Bulletin of the American Physical Society
2024 APS March Meeting
Monday–Friday, March 4–8, 2024; Minneapolis & Virtual
Session A06: Hierarchically Structured Ecosystems
8:00 AM–11:00 AM,
Monday, March 4, 2024
Room: L100FG
Sponsoring
Unit:
DBIO
Chair: Mikhail Tikhonov, Washington University, St. Louis; Antun Skanata, Syracuse University
Abstract: A06.00005 : Multi-stressor responses across the ecological hierarchy - from equilibrium to non-equilibrium dynamics
10:24 AM–11:00 AM
Presenter:
Carling Bieg
(Yale University)
Author:
Carling Bieg
(Yale University)
Here, I will discuss how the physiological effects of temperature and nutrient availability interact to determine primary productivity in aquatic ecosystems, and how these responses scale up to secondary production and food web stability in variable environments. I develop an analytical representation for the thermal response of phytoplankton carrying capacity (i.e., equilibrium biomass) and how it depends on nutrient uptake. Notably, a population’s carrying capacity is thermally dependent such that it is always optimized at temperatures lower than that for population performance (i.e., from a thermal performance curve), with important implications for equilibrium and non-equilibrium dynamics.
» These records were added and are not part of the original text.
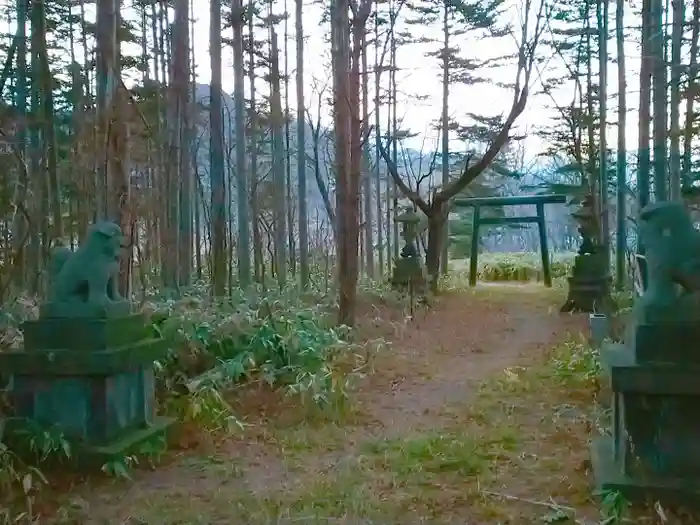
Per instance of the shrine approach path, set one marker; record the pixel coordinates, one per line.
(288, 467)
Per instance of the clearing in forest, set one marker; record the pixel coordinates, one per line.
(479, 412)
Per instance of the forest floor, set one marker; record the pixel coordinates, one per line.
(467, 419)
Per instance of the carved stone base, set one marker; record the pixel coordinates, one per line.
(409, 271)
(653, 449)
(609, 476)
(588, 295)
(92, 380)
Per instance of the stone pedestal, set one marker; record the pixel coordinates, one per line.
(589, 285)
(90, 379)
(409, 271)
(653, 452)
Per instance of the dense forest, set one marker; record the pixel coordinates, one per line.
(292, 178)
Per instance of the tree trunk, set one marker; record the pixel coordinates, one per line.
(347, 255)
(216, 157)
(367, 176)
(243, 252)
(644, 110)
(602, 15)
(660, 99)
(377, 139)
(301, 151)
(444, 125)
(675, 146)
(278, 174)
(621, 165)
(690, 97)
(436, 226)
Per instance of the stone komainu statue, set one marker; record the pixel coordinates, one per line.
(90, 274)
(672, 246)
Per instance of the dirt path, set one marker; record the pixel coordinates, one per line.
(433, 362)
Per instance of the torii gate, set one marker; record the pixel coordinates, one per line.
(482, 202)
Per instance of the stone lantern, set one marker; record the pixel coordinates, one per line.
(408, 268)
(589, 284)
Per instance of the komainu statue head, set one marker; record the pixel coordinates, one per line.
(89, 275)
(672, 250)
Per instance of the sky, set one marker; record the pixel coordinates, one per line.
(421, 75)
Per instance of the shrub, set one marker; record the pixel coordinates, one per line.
(522, 267)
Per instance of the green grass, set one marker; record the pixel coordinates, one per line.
(520, 267)
(517, 434)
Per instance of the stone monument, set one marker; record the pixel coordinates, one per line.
(87, 365)
(653, 451)
(409, 272)
(589, 284)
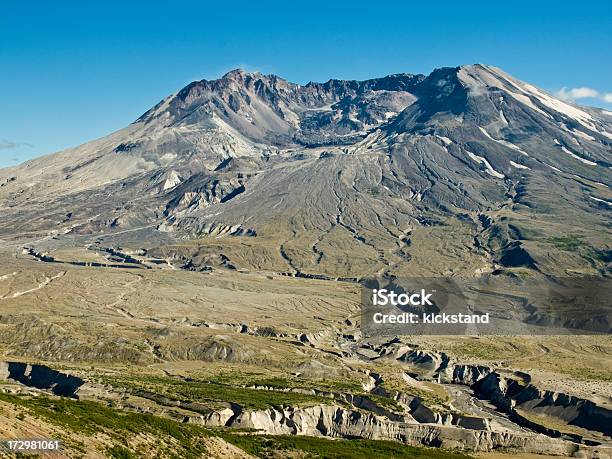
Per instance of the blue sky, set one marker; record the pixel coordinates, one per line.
(74, 71)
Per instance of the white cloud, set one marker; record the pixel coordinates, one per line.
(10, 145)
(577, 93)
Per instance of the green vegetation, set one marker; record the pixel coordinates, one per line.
(90, 418)
(313, 447)
(176, 440)
(213, 392)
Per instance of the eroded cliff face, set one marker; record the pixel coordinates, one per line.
(338, 422)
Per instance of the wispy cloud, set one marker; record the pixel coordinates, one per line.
(574, 94)
(11, 145)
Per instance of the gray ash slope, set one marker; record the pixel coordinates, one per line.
(344, 177)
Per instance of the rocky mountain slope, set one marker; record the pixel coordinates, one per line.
(463, 171)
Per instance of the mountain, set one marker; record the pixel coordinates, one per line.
(464, 171)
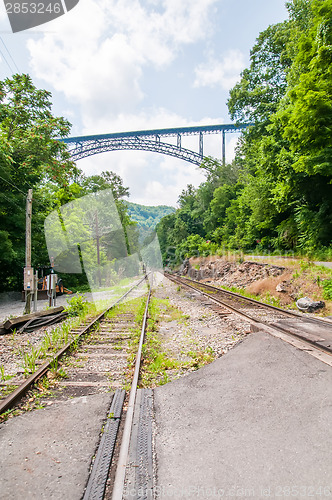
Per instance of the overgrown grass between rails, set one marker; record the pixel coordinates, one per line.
(157, 363)
(78, 310)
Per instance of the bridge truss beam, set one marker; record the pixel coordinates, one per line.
(150, 140)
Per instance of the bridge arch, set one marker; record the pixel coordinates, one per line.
(150, 140)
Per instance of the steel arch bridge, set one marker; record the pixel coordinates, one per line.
(151, 140)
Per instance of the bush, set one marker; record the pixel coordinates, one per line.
(327, 286)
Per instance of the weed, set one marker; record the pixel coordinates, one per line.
(29, 361)
(327, 287)
(3, 376)
(77, 306)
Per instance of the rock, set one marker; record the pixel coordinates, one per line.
(307, 305)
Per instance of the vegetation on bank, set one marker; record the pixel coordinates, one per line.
(276, 196)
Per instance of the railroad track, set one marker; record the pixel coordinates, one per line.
(311, 334)
(77, 335)
(106, 353)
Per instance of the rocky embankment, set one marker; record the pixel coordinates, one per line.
(284, 284)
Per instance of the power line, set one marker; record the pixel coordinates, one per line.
(9, 54)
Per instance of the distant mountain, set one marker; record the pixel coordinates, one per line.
(148, 217)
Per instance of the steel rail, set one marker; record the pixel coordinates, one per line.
(259, 324)
(120, 474)
(256, 302)
(17, 394)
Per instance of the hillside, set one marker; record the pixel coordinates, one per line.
(148, 217)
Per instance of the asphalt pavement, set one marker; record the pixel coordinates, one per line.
(256, 423)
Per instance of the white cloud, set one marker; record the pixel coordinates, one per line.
(96, 53)
(224, 73)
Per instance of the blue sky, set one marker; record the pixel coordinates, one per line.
(122, 65)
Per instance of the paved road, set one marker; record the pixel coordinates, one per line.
(255, 423)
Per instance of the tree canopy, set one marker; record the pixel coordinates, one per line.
(277, 194)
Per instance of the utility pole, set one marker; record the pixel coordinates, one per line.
(28, 271)
(98, 249)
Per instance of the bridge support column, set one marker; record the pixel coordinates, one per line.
(179, 141)
(223, 147)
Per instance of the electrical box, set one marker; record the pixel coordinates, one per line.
(51, 281)
(28, 279)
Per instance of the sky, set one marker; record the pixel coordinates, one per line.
(125, 65)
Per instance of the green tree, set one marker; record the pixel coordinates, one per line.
(30, 156)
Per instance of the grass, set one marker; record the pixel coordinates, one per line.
(159, 366)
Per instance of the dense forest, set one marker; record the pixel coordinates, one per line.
(147, 217)
(277, 193)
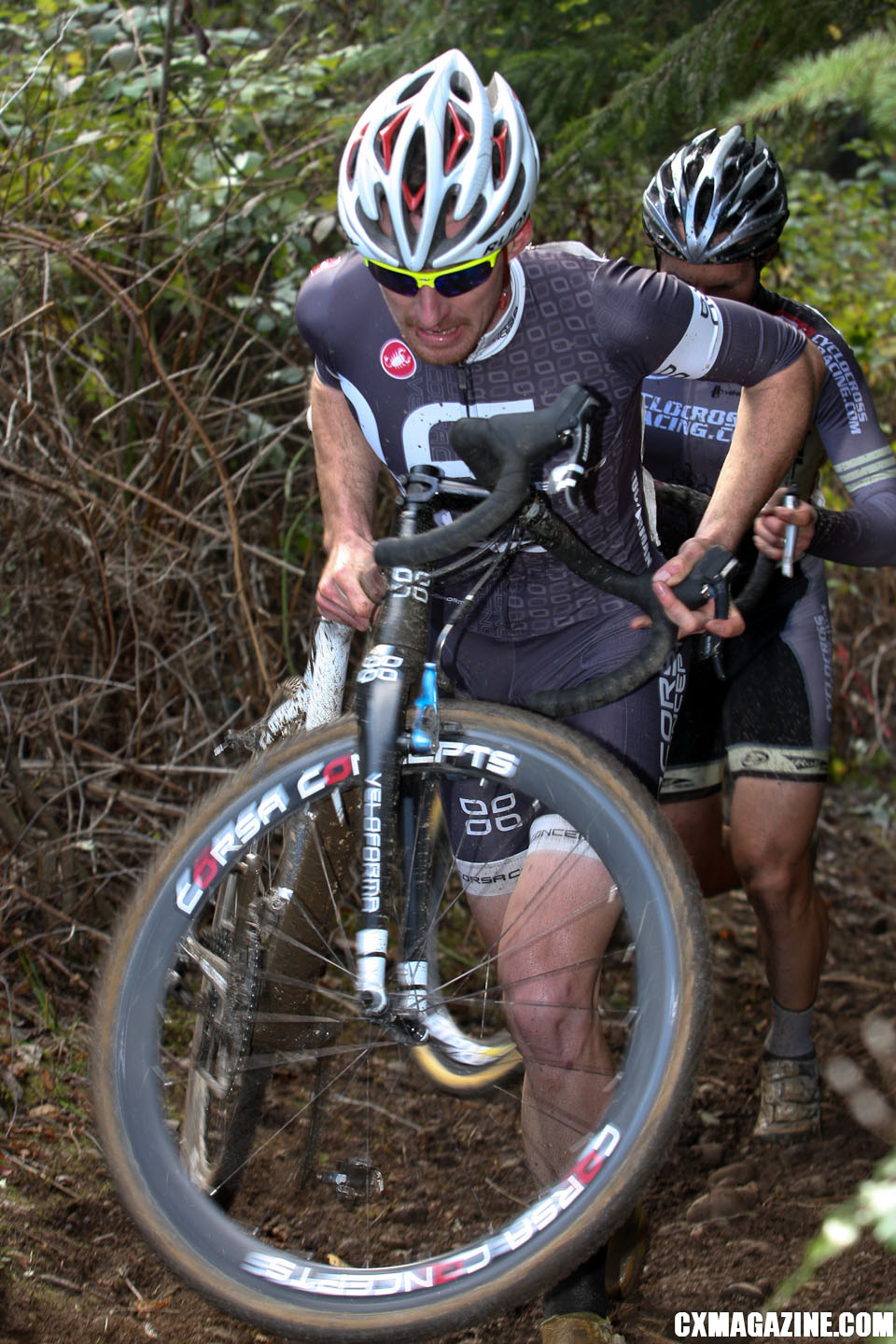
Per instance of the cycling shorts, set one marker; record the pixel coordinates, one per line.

I will then explore the effects of these thermal responses for populations in variable environments and how they scale up to influence the stability of consumer-resource (C-R) interactions: a fundamental building block of food webs. Fluctuations in primary productivity create a series of novel C-R cycles based on distinct cycle characteristics that change drastically across time scales of environmental variation. Using a combination of analytical and graphical approaches, I reveal why these dynamics occur by illuminating how equilibrium properties and transient dynamics interact to affect C-R responses and cycle complexity. Altogether, this work suggests that simultaneous changes in vital rates and naturally occurring environmental fluctuations may lead to precipitous shifts in ecosystem dynamics and stability - emphasizing the need for a better understanding of global change responses across levels of biological organization.